This past week, I picked basil in my garden and made pesto — a typical garden activity for August or September, but it’s late October in Minnesota and the garden has been growing strong since early April. The petunias on my front porch are in full — glorious, really — bloom, and with the wimpy frosts we’ve had, many annuals that have never been covered are still blooming like it’s mid-July.
We’ve enjoyed more than six months of solid gardening in Minnesota this year — a season that is by my estimate at least two and maybe four weeks longer than normal. The combination of a near perfect winter with plenty of snowfall and an early snow melt followed by very moderate spring temperatures put most gardens two weeks ahead of normal this spring. On the backside of the season, an extended Indian summer has lengthened bloom and harvest times.
In my garden south of the Twin Cities, we had a legitimate frost Oct. 3, when the overnight temperature dropped to 32, but since then the weather has been more like mid-September than mid-October, adding weeks to the season for gardening in Minnesota. According to climate data maintained by the University of Minnesota, by late October all of Minnesota except its warmest spots (Minneapolis-St. Paul Airport, Winona, and Stillwater on the U’s chart) should have not only experienced a frost, but a hard freeze, which is an overnight temperature of 24 degrees F. We haven’t even come close to that — and while the forecast for this week calls for rain and cooler temperatures, overnight lows won’t fall much below 30.
Whether this is an aberrant year or the hallmark of a trend, it is both exciting and frightening to Minnesota gardeners. The prospect of another few weeks of warm weather means our gardening choices expand significantly. Japanese maples — no problem. Peach trees — sure, give them a try. Harvest lettuce from April until Thanksgiving — you can do it with a little cover. Suddenly, we’re gardening more like Chicago or Des Moines than Fargo or Winnipeg. But with more heat (and possibly more precipitation) come new bugs and diseases and a great deal more uncertainty. Can we plant longer season vegetables, like some melons and tomatoes, confidently? Or should we stick with proven plants and varieties? How much can gardeners “push the zone”?
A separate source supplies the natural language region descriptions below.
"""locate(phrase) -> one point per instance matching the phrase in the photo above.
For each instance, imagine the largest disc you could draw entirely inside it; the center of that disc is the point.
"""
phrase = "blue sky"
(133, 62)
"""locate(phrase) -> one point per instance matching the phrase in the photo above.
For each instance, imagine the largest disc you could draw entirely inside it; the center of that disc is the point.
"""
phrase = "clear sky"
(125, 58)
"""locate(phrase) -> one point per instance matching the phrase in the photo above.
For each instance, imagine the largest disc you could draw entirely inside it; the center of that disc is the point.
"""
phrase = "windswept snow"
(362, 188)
For now, gardeners may want to consider a two-pronged approach. First, rather than going strictly by the calendar, try using phenology — the study of nature signs — to determine when to plant or do other garden chores. Several Minnesota websites describe these nature signs and their relationship to gardening. (My favorite is to plant peas when the spring peepers come out.) The second approach is purely practical: If you want to push the zone, don’t buy anything you can’t afford to lose. So, if you have your heart set on growing peaches in Minnesota, give it a shot, but plant your tree in the warmest spot you’ve got and be prepared to see a dead tree come spring.
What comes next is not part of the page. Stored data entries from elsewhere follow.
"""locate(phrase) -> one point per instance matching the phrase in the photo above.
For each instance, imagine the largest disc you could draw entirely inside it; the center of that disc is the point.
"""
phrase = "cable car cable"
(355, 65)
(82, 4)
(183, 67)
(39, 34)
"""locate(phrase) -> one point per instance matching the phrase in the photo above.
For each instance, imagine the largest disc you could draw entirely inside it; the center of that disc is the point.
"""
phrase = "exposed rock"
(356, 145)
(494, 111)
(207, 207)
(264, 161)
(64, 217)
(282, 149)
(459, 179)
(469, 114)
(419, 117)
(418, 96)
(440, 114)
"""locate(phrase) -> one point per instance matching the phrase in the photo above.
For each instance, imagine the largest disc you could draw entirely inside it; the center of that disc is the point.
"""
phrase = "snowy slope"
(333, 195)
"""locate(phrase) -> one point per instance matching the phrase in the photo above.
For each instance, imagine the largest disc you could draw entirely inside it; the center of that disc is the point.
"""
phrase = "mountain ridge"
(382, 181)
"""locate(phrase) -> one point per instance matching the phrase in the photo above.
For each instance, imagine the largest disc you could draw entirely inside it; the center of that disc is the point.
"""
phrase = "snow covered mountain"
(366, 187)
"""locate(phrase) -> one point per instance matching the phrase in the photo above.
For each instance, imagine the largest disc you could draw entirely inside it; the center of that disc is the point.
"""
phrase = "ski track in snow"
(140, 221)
In the meantime, I’m heading out to admire my flowers. This can’t last much longer. Really.
meemsnyc says
That’s great that you had extra weeks of the gardening season. It’s been unseasonabley warm this week and our plants love it.
Karen says
Yes, it has been the same here in Wisconsin, and it kind of gives me an unsettled feeling, too. As you say, more bugs to deal with, more diseases and the temptation to plant things way out of my zone and budget, too! So, yes, it’s been great on one hand and kinda creepy on the other. I like the idea of phenology, and will have to read up on it. I know my animals can sense when things are changing. Time for us to take heed. Now if we can just survive this wind storm! Hope all is well with you in Minnesota.
Barbara says
Like you say, it’s hard to know whether to be happy or suspicious about the long summer. And it’s sort of un-Minnesota-like, isn’t it. Your ideas about how to deal with it sound practical and doable.